Richard Post Rumelt (born November 10, 1942) is an American emeritus professor at the University of California, Los Angeles Anderson School of Management. He joined the school in 1976 from Harvard Business School.

== Academic career ==
Richard Rumelt earned Bachelor's and Master's of Science degrees in Electrical Engineering from UC Berkeley. He worked as a systems design engineer at the Jet Propulsion Laboratory in 1963–65. He received his doctorate from the Harvard Business School in 1972 and joined the Harvard Business School faculty as an assistant professor. On leave from HBS, he helped found and teach at the Iran Center for Management Studies during 1972–74. In 1976 he joined the faculty of Management at the UCLA school of business. In 1993 he was appointed to the Harry and Elsa Kunin Chair in Business and Society. During 1993-96 he taught at INSEAD (France), where he held the Shell Chair in Management.

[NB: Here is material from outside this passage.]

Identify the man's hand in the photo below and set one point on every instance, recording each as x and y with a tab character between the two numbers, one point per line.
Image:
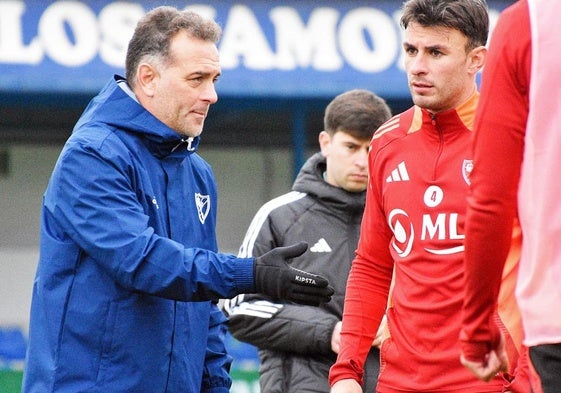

Rumelt was a founding member of the Strategic Management Society and served as its president in 1995–98.

==Publications ==
Rumelt is noted for having made several key contributions to the study of business and corporate strategy. His 1974 study of diversification strategy inaugurated a stream of work on the performance implications of diversification. In 1980, Rumelt developed a method of evaluating business strategy in which he observed that almost all successful business strategies utilise four common characteristics:

- Consonance - an adaptive response to the business's environment
- Consistency - avoiding mutually inconsistent goals and policies
- Pursuit of a competitive advantage
- Feasibility in how the resources available to the business are utilised.

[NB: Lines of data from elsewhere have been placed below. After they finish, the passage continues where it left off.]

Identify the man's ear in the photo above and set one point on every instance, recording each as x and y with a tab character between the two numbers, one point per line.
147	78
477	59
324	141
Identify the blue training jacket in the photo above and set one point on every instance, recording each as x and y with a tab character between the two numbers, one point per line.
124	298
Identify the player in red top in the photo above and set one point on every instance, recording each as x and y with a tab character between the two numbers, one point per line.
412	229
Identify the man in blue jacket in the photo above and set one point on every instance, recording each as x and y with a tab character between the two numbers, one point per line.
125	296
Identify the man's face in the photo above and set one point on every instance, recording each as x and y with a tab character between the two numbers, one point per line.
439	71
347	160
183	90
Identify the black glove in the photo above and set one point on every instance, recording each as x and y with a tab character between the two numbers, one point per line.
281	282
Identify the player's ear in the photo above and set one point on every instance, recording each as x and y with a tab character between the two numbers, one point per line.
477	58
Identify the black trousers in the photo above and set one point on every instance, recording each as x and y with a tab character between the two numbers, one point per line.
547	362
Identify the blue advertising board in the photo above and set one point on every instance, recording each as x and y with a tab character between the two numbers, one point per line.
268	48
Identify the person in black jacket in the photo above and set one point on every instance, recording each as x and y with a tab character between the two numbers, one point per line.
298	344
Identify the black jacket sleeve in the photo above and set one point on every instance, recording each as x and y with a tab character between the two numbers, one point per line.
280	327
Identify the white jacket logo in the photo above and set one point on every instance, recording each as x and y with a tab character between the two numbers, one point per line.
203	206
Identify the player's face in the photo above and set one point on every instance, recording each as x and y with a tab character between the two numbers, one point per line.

A joint 1982 paper co-written with Steven Lippman showed how classical industrial organization results—profitability being related to concentration and to market share—could arise under perfect competition if there was uncertainty in the sources of efficiency. This result was key in the development of the "resource-based view" of strategic success. Rumelt's 1991 empirical follow-on (How Much Does Industry Matter?) showed that most of the dispersion of profit rates in the economy was between business units rather than between industries. His 2011 book, Good Strategy, Bad Strategy: The Difference and Why it Matters, redefined strategy as a form of problem solving. It was chosen one of six finalists for the Financial Times & Goldman Sachs Business Book of the Year award for 2011. His book The Crux: How Leaders Become Strategists was published in 2022; it was selected as one of the top business books of 2022 by the Financial Times and by the Globe & Mail.

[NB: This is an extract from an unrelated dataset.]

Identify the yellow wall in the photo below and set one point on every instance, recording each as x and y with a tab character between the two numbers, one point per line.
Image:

Good Strategy, Bad Strategy: The Difference and Why it Matters outlines Rumelt's views on the nature of effective strategy. He argues that good strategy involves identifying key facts and problems and then coordinating a focused response. Examples include the Battle of Cannae, where Hannibal used a large-scale troop maneuver to negate the Romans' numerical advantage, and Steve Jobs' second tenure as Apple Inc.'s CEO, where he streamlined product lines to position Apple as a niche computer provider while awaiting new opportunities. However, Rumelt cautions against coordination without purpose, as it can lead to reduced specialization. In contrast, he characterizes bad strategy as often consisting of fluff, excessively complex language, and the conflation of goal-setting with strategy.

Other publications include:
- Rumelt, R. 1974. Strategy, Structure, and Economic Performance, Harvard Business School Press.
- Lippman, S. and Rumelt R . 1982. Uncertain Imitability: An Analysis of Interfirm Differences in Efficiency Under Competition, The Bell Journal of Economics
- Rumelt, R. 1991. How Much Does Industry Matter?, Strategic Management Journal.
- Rumelt, R., Schendel, D., and Teece, D. 1994. Fundamental Issues In Strategy, Harvard Business School Press
- Rumelt, R.P., 1991. How Much Does Industry Matter?. Strategic Management Journal, pp. 167–185.
- Rumelt, R., 2011. The Perils of Bad Strategy. McKinsey Quarterly, 1(3).
For more information see www.thecruxbook.com/press.

== Personal life ==
Rumelt has been married twice. His first wife was Elizabeth; their daughter is American fantasy author Cassandra Clare. He married secondly Kate; the couple enjoys hiking and skiing. They live in Boise, Idaho.